Monday, May 12, 2008

From Madison To Waukesha To Crandon, Government Secrecy Disrespects The People

Seems like everywhere you look - - or should I say everywhere you try and look - - media and citizens are being told by government censors that they they know what's best, so public information will stay private.

Examples abound:

State and local officials continue to dribble out all it knows about the shootings in Crandon last October, where an off-duty officer murdered six young people, and then died from what is now said to be a self-inflicted gunshot.

Why have both local and state law enforcement handed out this information piecemeal?

Also take the drafting of a very important piece of state legislation - - the bill that will put into effect the Great Lakes Compact in Wisconsin, and thus determine water access and communities' growth patterns for years.
After the bill passed the State Senate 26-6 in March, State Assembly leaders would not bring it to a vote, but worked behind the scenes with both Democrats and the state Department of Natural Resources to write a so-called compromise, while:

A) All parties are refusing to disclose significant amending language, and;

B) Declaring their intention to bring the bill to a vote without a public hearing. Details here.

The draft was released Tuesday, with a likely vote Wednesday, and no hearing. Not a strong case on behalf of public participation.

The same pattern has unfolded in Waukesha, where the city council and water utility regularly go into closed session to discuss various aspects of that city's water planning.

Details from Jim Bouman, a Waukesha blogger and community activist, are here.

And let's not forget that New Berlin's application for a Lake Michigan diversion was reviewed and distributed to the other Great Lakes in secrecy - - disclosed by Michigan officials first, then in Wisconsin - - and that Waukesha twice sent confidential applications for Lake Michigan water to Gov.
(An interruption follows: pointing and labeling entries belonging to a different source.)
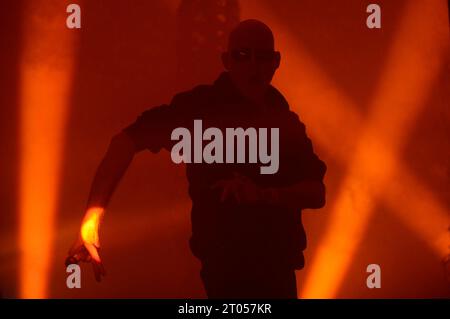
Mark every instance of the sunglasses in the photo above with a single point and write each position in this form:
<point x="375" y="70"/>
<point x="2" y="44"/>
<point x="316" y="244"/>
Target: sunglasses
<point x="245" y="55"/>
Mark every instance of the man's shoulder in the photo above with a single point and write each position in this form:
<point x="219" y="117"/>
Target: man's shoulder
<point x="194" y="96"/>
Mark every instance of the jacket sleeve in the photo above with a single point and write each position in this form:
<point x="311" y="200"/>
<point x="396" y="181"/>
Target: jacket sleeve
<point x="152" y="129"/>
<point x="308" y="165"/>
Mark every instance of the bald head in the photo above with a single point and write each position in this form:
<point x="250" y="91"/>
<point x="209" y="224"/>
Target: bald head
<point x="251" y="59"/>
<point x="251" y="34"/>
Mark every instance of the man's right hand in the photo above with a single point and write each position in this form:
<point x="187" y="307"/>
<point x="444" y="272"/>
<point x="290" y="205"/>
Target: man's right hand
<point x="86" y="247"/>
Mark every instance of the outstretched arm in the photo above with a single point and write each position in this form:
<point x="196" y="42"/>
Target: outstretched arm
<point x="113" y="166"/>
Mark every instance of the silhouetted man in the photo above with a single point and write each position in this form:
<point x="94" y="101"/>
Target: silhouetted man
<point x="246" y="226"/>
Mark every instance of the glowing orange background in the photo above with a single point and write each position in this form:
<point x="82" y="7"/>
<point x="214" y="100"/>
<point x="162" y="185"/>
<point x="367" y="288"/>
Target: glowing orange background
<point x="375" y="103"/>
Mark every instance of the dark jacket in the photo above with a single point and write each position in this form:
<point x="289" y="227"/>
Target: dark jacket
<point x="264" y="232"/>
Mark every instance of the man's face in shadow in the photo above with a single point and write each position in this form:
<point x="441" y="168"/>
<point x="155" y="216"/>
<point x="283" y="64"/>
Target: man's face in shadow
<point x="251" y="60"/>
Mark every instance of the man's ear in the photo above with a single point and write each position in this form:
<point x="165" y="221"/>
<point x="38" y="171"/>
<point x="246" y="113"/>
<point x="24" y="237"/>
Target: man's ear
<point x="226" y="60"/>
<point x="277" y="59"/>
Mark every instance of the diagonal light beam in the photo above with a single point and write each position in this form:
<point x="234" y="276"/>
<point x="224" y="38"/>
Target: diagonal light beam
<point x="329" y="109"/>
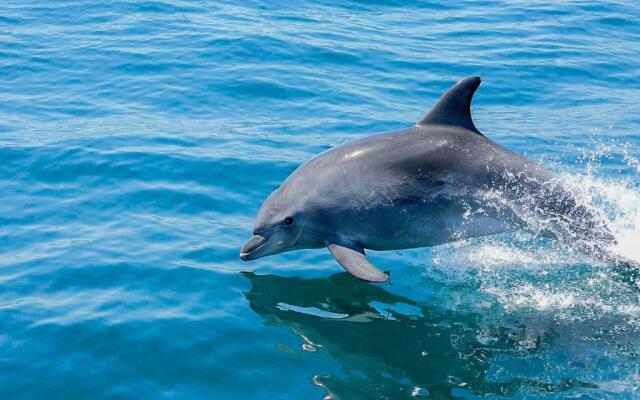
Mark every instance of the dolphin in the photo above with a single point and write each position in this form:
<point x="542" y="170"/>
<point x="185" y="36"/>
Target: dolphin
<point x="436" y="182"/>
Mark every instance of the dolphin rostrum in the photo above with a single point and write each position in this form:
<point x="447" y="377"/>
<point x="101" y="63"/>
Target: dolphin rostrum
<point x="433" y="183"/>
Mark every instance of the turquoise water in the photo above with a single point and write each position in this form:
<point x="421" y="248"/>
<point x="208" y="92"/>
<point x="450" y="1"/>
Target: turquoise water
<point x="139" y="139"/>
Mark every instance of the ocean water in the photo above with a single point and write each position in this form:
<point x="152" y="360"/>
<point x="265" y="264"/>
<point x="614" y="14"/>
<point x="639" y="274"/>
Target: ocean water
<point x="138" y="140"/>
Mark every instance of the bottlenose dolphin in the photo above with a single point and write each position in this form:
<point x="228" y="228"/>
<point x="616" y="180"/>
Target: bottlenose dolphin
<point x="433" y="183"/>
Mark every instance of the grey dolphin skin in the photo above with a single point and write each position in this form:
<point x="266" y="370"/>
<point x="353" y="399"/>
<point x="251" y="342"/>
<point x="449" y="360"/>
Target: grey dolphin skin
<point x="433" y="183"/>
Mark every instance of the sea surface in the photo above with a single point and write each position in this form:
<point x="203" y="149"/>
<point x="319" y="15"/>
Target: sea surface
<point x="138" y="140"/>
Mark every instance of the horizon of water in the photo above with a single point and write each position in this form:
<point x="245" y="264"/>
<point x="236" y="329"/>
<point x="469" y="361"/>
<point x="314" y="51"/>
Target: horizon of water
<point x="139" y="139"/>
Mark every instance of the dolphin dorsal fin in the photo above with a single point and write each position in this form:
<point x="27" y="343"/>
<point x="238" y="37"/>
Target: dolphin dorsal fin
<point x="454" y="107"/>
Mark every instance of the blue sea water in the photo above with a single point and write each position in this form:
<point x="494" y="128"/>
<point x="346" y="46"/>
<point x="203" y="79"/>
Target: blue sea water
<point x="138" y="140"/>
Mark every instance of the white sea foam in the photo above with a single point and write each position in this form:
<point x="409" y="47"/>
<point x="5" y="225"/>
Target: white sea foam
<point x="524" y="272"/>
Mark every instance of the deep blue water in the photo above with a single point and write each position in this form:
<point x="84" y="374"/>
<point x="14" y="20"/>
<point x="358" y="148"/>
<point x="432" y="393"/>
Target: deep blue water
<point x="138" y="140"/>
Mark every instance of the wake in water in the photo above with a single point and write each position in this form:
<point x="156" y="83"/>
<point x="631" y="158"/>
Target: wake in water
<point x="528" y="271"/>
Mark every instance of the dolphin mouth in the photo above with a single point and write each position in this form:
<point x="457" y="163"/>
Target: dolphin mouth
<point x="250" y="251"/>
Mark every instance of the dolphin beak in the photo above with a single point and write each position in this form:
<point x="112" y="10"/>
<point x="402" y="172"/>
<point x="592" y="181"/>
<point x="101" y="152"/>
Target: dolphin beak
<point x="250" y="251"/>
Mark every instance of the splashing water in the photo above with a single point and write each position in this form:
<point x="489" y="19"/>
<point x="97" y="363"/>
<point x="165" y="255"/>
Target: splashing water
<point x="524" y="272"/>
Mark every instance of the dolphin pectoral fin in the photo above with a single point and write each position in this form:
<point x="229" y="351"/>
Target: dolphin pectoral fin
<point x="354" y="260"/>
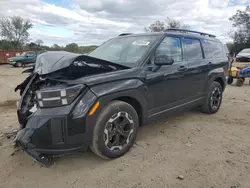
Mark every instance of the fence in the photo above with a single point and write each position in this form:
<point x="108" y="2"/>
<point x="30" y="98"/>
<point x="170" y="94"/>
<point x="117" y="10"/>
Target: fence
<point x="5" y="54"/>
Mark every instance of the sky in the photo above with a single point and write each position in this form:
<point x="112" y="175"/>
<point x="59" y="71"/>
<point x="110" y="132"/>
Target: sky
<point x="91" y="22"/>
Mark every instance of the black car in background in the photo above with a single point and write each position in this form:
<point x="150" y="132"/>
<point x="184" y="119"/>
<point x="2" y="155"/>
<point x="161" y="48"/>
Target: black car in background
<point x="72" y="102"/>
<point x="243" y="55"/>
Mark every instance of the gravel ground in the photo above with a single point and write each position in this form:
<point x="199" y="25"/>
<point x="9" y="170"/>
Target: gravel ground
<point x="190" y="150"/>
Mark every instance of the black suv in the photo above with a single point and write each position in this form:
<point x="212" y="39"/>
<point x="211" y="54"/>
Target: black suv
<point x="72" y="101"/>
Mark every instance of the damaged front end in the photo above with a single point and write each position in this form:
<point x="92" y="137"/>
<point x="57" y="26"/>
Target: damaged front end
<point x="52" y="111"/>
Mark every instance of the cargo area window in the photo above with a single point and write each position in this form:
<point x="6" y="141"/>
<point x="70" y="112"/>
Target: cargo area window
<point x="212" y="49"/>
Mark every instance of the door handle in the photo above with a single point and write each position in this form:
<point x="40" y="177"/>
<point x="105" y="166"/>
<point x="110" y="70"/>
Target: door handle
<point x="182" y="68"/>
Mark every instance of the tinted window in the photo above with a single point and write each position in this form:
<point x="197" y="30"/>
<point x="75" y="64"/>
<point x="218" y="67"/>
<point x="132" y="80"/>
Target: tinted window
<point x="212" y="49"/>
<point x="192" y="49"/>
<point x="171" y="47"/>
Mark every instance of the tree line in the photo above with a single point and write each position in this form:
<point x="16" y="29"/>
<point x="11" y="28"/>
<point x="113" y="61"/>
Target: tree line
<point x="15" y="35"/>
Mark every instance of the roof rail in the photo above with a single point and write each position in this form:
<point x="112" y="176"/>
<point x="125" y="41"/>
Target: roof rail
<point x="190" y="31"/>
<point x="125" y="34"/>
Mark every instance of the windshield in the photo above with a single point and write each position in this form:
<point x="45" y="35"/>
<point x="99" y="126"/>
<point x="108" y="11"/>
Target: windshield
<point x="125" y="50"/>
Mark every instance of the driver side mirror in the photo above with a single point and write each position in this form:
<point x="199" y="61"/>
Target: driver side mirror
<point x="163" y="60"/>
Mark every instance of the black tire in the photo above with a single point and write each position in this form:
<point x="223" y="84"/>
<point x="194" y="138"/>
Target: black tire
<point x="102" y="140"/>
<point x="240" y="81"/>
<point x="209" y="107"/>
<point x="230" y="80"/>
<point x="18" y="64"/>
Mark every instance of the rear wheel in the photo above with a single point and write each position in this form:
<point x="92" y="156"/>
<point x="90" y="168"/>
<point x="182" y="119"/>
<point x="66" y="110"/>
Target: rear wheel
<point x="115" y="130"/>
<point x="240" y="81"/>
<point x="213" y="99"/>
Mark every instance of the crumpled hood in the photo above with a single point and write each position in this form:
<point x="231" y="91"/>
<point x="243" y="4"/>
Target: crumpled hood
<point x="52" y="61"/>
<point x="15" y="58"/>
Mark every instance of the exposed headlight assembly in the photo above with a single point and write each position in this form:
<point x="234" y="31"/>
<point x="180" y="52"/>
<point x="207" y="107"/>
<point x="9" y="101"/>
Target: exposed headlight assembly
<point x="58" y="97"/>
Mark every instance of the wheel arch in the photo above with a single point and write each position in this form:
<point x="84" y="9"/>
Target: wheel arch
<point x="131" y="91"/>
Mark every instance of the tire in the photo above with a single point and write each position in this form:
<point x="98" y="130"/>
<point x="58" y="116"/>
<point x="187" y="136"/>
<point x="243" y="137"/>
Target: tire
<point x="106" y="126"/>
<point x="18" y="64"/>
<point x="209" y="107"/>
<point x="230" y="80"/>
<point x="240" y="81"/>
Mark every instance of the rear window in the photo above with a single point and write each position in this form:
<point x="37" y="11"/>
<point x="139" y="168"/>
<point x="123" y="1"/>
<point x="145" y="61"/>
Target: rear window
<point x="212" y="49"/>
<point x="192" y="49"/>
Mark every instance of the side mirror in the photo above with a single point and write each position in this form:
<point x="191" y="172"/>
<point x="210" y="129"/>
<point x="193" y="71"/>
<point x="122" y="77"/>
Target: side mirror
<point x="163" y="60"/>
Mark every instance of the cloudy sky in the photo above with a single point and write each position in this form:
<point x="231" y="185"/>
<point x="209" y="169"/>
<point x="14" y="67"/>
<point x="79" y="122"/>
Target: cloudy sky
<point x="94" y="21"/>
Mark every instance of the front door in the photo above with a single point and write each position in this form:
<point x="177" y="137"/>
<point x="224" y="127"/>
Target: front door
<point x="167" y="85"/>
Jim Doyle in 2006.

Those I disclosed on WisPolitics.com when I found them through Open Records at the offices of the Waukesha Water Utility - - hardly the preferred method of introducing major policy plans into the public square.
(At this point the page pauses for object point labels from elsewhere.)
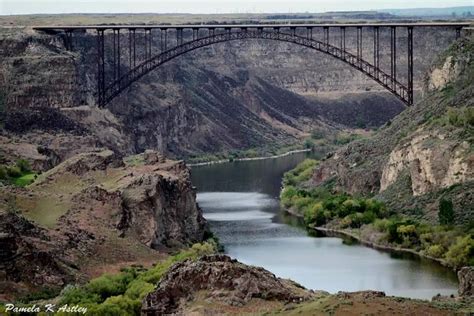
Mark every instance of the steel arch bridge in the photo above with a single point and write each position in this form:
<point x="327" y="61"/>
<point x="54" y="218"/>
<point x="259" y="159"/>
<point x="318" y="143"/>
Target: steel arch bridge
<point x="158" y="50"/>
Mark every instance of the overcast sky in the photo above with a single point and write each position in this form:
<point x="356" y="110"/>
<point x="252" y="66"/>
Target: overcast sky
<point x="212" y="6"/>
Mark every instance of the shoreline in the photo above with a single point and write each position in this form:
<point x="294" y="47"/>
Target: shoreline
<point x="343" y="233"/>
<point x="207" y="163"/>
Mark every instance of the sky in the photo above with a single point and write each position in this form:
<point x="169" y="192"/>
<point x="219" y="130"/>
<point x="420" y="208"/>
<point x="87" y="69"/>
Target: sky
<point x="213" y="6"/>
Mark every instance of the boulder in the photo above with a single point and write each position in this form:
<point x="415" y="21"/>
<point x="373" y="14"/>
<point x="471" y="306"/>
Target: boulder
<point x="223" y="279"/>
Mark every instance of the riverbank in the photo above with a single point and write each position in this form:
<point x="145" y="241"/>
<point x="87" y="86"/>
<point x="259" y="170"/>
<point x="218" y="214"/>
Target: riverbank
<point x="366" y="242"/>
<point x="207" y="163"/>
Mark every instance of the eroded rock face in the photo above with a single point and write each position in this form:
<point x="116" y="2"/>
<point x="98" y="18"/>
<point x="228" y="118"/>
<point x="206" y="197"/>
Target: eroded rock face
<point x="466" y="281"/>
<point x="432" y="160"/>
<point x="223" y="279"/>
<point x="95" y="208"/>
<point x="27" y="252"/>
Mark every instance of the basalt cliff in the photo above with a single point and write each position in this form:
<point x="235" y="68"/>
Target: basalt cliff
<point x="92" y="213"/>
<point x="232" y="96"/>
<point x="423" y="155"/>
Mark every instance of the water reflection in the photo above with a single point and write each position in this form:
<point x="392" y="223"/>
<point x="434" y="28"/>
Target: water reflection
<point x="239" y="200"/>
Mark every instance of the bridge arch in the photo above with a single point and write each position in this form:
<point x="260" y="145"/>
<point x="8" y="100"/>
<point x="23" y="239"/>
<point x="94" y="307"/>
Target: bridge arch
<point x="390" y="83"/>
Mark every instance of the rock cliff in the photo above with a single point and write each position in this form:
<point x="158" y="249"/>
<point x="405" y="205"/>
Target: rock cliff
<point x="95" y="208"/>
<point x="232" y="96"/>
<point x="222" y="279"/>
<point x="425" y="153"/>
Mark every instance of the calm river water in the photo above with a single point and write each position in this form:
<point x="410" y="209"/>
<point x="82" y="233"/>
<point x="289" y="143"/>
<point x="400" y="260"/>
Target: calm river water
<point x="240" y="201"/>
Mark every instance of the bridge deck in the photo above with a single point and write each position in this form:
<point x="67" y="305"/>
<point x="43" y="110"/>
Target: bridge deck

And it was confidentiality that ruled the so-called process at the Southeastern Wisconsin Regional Planning Commission (SEWRPC), which recently hired a new executive director for the Pewaukee-based, public agency without a job search, hearing or any intentional publicity.

It's an agency that receives 100% of its funding from taxpayers, but shut them out of any role in the process to find a new leader.
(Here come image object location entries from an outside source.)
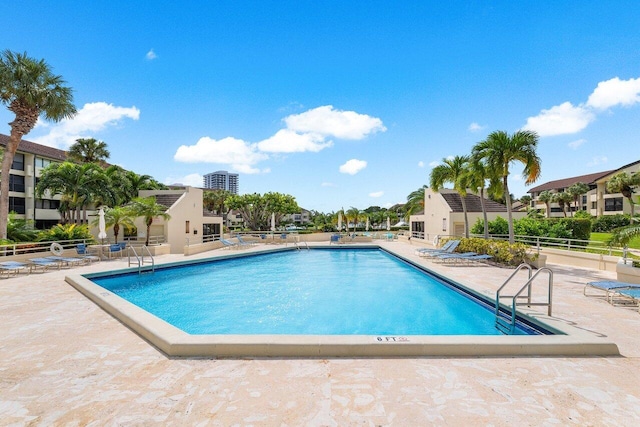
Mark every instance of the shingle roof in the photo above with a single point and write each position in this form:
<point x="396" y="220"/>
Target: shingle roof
<point x="473" y="202"/>
<point x="568" y="182"/>
<point x="37" y="149"/>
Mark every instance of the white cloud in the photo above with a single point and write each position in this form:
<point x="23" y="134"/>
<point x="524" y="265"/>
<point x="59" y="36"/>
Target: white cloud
<point x="90" y="119"/>
<point x="329" y="122"/>
<point x="231" y="151"/>
<point x="194" y="180"/>
<point x="561" y="119"/>
<point x="288" y="141"/>
<point x="353" y="166"/>
<point x="597" y="161"/>
<point x="615" y="92"/>
<point x="577" y="143"/>
<point x="475" y="127"/>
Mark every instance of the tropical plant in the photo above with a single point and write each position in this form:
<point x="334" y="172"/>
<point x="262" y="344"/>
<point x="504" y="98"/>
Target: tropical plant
<point x="546" y="197"/>
<point x="148" y="208"/>
<point x="88" y="150"/>
<point x="625" y="184"/>
<point x="29" y="89"/>
<point x="78" y="184"/>
<point x="455" y="171"/>
<point x="576" y="190"/>
<point x="116" y="217"/>
<point x="500" y="150"/>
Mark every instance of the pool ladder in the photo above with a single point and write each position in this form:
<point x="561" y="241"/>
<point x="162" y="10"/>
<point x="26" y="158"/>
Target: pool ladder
<point x="139" y="259"/>
<point x="505" y="321"/>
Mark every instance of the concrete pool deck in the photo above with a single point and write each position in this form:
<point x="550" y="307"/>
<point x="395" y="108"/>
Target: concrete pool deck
<point x="64" y="361"/>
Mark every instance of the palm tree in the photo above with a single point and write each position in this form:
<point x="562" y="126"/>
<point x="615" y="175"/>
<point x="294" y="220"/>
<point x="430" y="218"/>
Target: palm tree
<point x="29" y="89"/>
<point x="88" y="150"/>
<point x="456" y="172"/>
<point x="117" y="217"/>
<point x="499" y="150"/>
<point x="78" y="184"/>
<point x="576" y="190"/>
<point x="546" y="197"/>
<point x="147" y="208"/>
<point x="625" y="184"/>
<point x="415" y="202"/>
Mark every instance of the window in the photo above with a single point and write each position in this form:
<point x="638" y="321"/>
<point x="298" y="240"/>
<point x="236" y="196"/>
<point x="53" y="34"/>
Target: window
<point x="16" y="204"/>
<point x="18" y="162"/>
<point x="613" y="205"/>
<point x="42" y="163"/>
<point x="16" y="183"/>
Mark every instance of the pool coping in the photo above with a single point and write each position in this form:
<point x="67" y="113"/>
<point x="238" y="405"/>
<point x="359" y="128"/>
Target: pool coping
<point x="177" y="343"/>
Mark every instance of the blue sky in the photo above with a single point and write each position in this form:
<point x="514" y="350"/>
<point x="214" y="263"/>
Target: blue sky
<point x="338" y="103"/>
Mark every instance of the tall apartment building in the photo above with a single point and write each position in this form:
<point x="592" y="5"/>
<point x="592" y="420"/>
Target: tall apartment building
<point x="222" y="180"/>
<point x="23" y="176"/>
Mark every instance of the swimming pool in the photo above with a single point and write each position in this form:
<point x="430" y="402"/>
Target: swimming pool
<point x="174" y="341"/>
<point x="307" y="292"/>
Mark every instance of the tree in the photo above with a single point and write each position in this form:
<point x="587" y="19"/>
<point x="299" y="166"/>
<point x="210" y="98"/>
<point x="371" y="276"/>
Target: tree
<point x="415" y="202"/>
<point x="456" y="172"/>
<point x="576" y="190"/>
<point x="148" y="208"/>
<point x="78" y="184"/>
<point x="88" y="150"/>
<point x="500" y="150"/>
<point x="626" y="184"/>
<point x="546" y="197"/>
<point x="29" y="89"/>
<point x="116" y="217"/>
So hearings. No solicitation of candidates. No opportunity to interview the candidates - - well, the hand-picked candidate who was moved from Deputy Director to Executive Director by a SEWRPC committee.

Not even any help writing a job description for the 21st century from the people who pay all the agency's bills.

Zip. Nada. Nothing.

And finally, there has been a growing tendency in Madison to withhold information about high-profile crimes.

Bill Lueders at Isthmus had a particularly strong piece about this, with the Brittany Zimmerman homicide as the context.

WISC-TV, which is Madison's CBS affiliate Channel 3 and the Capital city's biggest station, recently condensed into an editorial why a government's penchant for keeping things confidential creates more problems than it solves.

Here is the text, and it should be required reading for state legislators and local officials outside of Madison, too:

PUBLIC SAFETY – LOSING CONFIDENCE, JEOPARDIZING TRUST

5/11/08

The Brittany Zimmerman murder investigation is profoundly troubling on many levels. Certainly the fact it is the third of a string of recent unsolved murders apparently involving strangers is disconcerting as it should be.

Let us never be blase about murders in our community.

But the Zimmerman case has shed further light on a significant trend in the Madison Police Department – secrecy. And this policy of secrecy is causing the public to lose confidence in a police department that is risking its credibility.

Increasingly, the public and the news media serving as the voice of the public, finds the Madison Police department divided into camps – those who think no information at all should be made public, and those who think as little as possible should be made public.

The results include questions, rumors, fears, misinformation and the risk of an eventual loss of trust.

What a price.

There are legal, ethical and limited public safety considerations. We understand all of them.

But the current position of the Madison Police Department, and by extension the city, is that open records, the public's right to know, and open government are no longer important.

We'll have more to say in editorials to come, but suffice to say for now – we disagree.

1 comment:

Anonymous said...

You would think that after all these years and after all the examples they have, that they would understand that secrecy, rather than lessening the public interest, always causes it to grow.

Maybe one of these days they'll learn, but I doubt it.